Auto-merge felt more dangerous than it turned out to be. I kept it off for months. When I finally turned it on with the 0.95-confidence and 2-file thresholds, nothing bad happened because the constraints are so tight that the only things it merges are truly boring. The lesson was that the scary part isn't auto-merge, it's auto-merge without a tight gate.

Where to Start

If you want to try this on your own site, start with the local loop.
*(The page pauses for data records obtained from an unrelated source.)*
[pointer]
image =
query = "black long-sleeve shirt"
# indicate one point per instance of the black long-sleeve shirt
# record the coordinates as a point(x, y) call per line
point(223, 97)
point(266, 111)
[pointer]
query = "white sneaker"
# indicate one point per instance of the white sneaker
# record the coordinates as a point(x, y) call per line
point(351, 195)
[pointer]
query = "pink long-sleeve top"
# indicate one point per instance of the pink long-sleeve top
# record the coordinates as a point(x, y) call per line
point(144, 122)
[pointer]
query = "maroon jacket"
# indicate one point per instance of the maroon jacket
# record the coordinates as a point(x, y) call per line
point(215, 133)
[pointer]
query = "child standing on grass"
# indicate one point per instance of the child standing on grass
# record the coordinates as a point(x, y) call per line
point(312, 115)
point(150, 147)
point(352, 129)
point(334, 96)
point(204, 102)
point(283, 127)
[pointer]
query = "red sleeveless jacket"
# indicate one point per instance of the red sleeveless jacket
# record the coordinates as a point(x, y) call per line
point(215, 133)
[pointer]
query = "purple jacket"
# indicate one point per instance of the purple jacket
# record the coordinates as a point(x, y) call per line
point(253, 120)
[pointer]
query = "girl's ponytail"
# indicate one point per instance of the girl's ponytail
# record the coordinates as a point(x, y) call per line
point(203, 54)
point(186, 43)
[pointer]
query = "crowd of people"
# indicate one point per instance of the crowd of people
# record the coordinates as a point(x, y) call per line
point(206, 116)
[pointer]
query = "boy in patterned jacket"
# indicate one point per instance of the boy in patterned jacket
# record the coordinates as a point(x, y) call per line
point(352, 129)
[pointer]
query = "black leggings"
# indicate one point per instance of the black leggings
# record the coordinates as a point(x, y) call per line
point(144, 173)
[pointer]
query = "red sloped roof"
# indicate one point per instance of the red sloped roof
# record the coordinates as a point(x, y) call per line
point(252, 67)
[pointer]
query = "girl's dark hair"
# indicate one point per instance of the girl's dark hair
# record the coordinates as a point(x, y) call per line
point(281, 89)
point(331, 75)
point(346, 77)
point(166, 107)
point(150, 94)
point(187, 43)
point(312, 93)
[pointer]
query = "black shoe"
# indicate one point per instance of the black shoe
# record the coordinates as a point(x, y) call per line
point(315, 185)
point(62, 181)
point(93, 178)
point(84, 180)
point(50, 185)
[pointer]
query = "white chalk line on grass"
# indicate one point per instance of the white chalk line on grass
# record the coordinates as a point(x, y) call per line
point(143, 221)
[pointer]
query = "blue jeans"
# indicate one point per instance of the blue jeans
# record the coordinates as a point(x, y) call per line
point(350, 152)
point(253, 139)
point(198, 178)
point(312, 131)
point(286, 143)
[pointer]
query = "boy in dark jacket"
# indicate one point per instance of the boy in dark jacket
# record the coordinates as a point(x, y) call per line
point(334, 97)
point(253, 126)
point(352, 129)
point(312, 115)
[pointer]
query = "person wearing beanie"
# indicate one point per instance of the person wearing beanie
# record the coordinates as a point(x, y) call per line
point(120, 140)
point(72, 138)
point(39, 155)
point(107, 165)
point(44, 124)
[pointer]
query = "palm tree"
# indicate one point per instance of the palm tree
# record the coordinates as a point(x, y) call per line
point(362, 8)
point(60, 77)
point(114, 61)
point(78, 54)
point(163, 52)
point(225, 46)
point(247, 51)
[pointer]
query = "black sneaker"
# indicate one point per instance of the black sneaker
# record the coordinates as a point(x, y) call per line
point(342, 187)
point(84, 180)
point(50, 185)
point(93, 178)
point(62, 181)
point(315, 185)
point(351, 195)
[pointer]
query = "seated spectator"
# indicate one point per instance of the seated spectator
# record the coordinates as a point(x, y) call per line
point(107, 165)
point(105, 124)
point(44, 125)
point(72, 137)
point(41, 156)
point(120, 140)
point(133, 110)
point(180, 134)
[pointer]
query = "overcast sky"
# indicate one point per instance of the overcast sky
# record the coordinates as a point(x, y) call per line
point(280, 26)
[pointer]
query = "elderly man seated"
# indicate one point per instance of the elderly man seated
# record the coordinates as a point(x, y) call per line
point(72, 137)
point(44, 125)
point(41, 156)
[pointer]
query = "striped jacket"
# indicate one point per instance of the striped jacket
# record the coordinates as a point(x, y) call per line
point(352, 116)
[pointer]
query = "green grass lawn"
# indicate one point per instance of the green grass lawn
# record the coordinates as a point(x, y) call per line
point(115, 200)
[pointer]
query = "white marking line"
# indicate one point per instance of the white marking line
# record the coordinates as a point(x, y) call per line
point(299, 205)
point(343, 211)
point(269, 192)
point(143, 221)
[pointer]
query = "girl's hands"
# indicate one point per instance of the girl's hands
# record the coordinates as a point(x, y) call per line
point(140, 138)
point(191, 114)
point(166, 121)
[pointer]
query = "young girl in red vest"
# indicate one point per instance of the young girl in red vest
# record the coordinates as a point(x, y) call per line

It's the lower-commitment version and the one that teaches you what to ask for.

  1. Write a prompt in your repo at .claude/prompts/hourly-improvement.md. Lead with the one-per-run rule. Include a priority list so ranking is explicit. Add a "check recent PRs before proposing" step.
  2. Run /loop 1h follow .claude/prompts/hourly-improvement.md exactly in Claude Code. Let it open a PR. Review it. If the PR is bad, the prompt needs work. Iterate on the prompt, not on the tool.
  3. Once the PRs are consistently mergeable, graduate to scheduled tasks so the loop runs even when you're not in the session.

Build the remote version only when you're running out of laptop time. Vigil makes sense because I have two sites, I travel, and I want coverage at times when I'm not working. For a single site you own and actively develop, the local loop is enough.

Both systems live on one idea. Pick one thing. Fix it. Ship it. Do it again in an hour.